The Omi-Ala river was once thought of as a god. It supplied fish and fresh drinking water to the townspeople, who erected shrines in its name. With the arrival of the European colonists and their Bible, and the discovery of a woman’s mutilated corpse in the river and animal carcasses on its banks, the attitude toward the river, and much else, changed.
But their fishing feels like an innocent lark until one day, when returning from a productive day at the river, they run into Abula, the town madman, whose physical appearance Ben describes this way:
His face was fecund with a beard that stretched from the side of his face down to his jaw. His moustache stood over his mouth as though it had been applied there by fine brush strokes of charcoal paint. His hair was dirty, long, and tangled. . . [h]e carried on his body a variety of odours, the most noticeable of which was a faecal smell that wafted at me like a drone of flies when I drew closer to him. . . He reeked of sweat accumulated inside the dense growth of hair around his pubic regions and armpits. He smelt of rotten food, and unhealed wounds and pus, and of bodily fluids and wastes. He was redolent of rusting metals, putrefying matter, old clothes, ditched underwear he sometime wore. . . He had the smell of . . . trashed clothes in the large bin behind the tailor’s shop, of leftover meat at the open abattoir in the town. . . He smelt of unknown things, of strange elements, and of fearsome and forgotten things. He smelt of death.

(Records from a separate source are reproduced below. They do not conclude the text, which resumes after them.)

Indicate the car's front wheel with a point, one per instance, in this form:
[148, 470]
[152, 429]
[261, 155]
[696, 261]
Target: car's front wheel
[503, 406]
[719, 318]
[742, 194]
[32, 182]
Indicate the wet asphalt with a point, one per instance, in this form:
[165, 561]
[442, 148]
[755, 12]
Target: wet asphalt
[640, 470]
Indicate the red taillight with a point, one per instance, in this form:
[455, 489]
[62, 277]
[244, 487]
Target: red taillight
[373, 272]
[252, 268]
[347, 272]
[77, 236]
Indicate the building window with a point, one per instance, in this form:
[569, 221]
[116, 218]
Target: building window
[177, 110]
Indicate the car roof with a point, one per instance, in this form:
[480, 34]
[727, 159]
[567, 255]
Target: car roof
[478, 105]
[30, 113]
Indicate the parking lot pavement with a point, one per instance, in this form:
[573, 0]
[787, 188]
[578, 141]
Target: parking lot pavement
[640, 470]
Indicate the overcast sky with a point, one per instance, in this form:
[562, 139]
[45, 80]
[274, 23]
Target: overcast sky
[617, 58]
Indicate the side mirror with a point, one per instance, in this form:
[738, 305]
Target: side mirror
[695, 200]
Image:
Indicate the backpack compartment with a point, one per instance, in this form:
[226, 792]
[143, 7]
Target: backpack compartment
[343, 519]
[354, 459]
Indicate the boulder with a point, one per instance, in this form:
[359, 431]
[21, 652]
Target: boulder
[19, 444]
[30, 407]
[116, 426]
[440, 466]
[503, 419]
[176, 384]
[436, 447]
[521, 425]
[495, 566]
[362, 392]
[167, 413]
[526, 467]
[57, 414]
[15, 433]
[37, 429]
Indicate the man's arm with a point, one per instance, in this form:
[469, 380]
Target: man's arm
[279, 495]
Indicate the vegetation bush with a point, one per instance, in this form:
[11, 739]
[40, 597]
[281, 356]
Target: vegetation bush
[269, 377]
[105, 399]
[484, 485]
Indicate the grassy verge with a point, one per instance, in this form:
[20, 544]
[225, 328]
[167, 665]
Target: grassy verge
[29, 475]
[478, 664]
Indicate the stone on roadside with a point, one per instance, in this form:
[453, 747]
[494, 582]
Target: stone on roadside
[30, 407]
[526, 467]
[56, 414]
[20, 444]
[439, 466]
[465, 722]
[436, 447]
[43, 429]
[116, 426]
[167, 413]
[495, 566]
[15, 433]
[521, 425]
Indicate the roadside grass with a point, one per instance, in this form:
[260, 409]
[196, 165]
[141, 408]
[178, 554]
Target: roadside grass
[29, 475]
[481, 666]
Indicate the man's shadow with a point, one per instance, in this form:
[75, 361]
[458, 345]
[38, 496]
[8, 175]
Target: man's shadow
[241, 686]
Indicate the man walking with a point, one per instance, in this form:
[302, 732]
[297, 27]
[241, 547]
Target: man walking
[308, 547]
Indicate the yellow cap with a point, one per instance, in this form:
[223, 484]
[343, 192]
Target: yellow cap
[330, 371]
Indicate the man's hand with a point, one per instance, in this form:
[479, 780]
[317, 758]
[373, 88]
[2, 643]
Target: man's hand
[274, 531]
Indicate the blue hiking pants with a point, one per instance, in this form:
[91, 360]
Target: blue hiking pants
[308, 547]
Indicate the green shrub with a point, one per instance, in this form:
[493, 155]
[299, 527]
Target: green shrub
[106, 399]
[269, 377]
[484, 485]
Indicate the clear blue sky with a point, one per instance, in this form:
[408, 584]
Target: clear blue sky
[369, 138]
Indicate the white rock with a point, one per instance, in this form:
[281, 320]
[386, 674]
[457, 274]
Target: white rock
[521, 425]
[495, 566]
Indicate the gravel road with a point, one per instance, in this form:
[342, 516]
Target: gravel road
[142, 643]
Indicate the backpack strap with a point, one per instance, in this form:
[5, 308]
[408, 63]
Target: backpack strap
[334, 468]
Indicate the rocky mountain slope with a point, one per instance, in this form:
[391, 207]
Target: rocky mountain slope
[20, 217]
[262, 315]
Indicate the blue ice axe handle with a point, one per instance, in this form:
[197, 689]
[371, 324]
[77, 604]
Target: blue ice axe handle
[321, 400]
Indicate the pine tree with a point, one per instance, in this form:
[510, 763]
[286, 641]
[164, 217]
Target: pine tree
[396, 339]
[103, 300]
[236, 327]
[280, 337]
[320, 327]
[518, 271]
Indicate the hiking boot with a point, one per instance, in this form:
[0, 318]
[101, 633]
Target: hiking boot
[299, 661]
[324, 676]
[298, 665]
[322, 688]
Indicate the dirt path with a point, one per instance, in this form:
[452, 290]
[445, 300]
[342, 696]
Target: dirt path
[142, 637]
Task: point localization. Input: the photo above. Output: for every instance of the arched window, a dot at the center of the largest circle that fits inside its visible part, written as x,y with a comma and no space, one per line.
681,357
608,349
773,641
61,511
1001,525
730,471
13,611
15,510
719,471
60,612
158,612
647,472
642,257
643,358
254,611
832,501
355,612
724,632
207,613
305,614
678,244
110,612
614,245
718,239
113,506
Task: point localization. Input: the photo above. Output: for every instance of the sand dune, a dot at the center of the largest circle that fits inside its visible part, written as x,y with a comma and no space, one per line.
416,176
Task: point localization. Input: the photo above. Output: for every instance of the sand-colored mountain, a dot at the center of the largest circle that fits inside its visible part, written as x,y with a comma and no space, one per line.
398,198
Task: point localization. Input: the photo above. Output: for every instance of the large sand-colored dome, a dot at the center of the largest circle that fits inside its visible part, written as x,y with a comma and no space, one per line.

Many legends and beliefs surrounded Abula, including that he possessed the power of prophecy. The boys thought nothing of this until he addressed Ikenna by name, somehow, and predicted that he would be murdered by the hands of one of his brothers.
The language and tone of The Fisherman gracefully treads the water between the old and new, the familiar English novel and the African storytelling tradition. The rhythm of the words and use of repetition are hypnotic. The story is reminiscent of Greek tragedy, in which the hubris of a good and well-intentioned man sets in motion a series of tragic events, from which, through their own actions, no character can escape.
Obioma has brought an entire family, village, country and era to life in this heartbreaking story that closes unexpectedly, quietly, with a sense of hope and redemption.
If critics and prevailing opinion are correct, neither Satin Island or The Fishermen is likely to win the Man Booker prize. If that proves true, please don’t ignore at least one of the also-rans. Years from now, you’ll be able to boast that you read Chigozie Obioma’s first book before it became a standard text.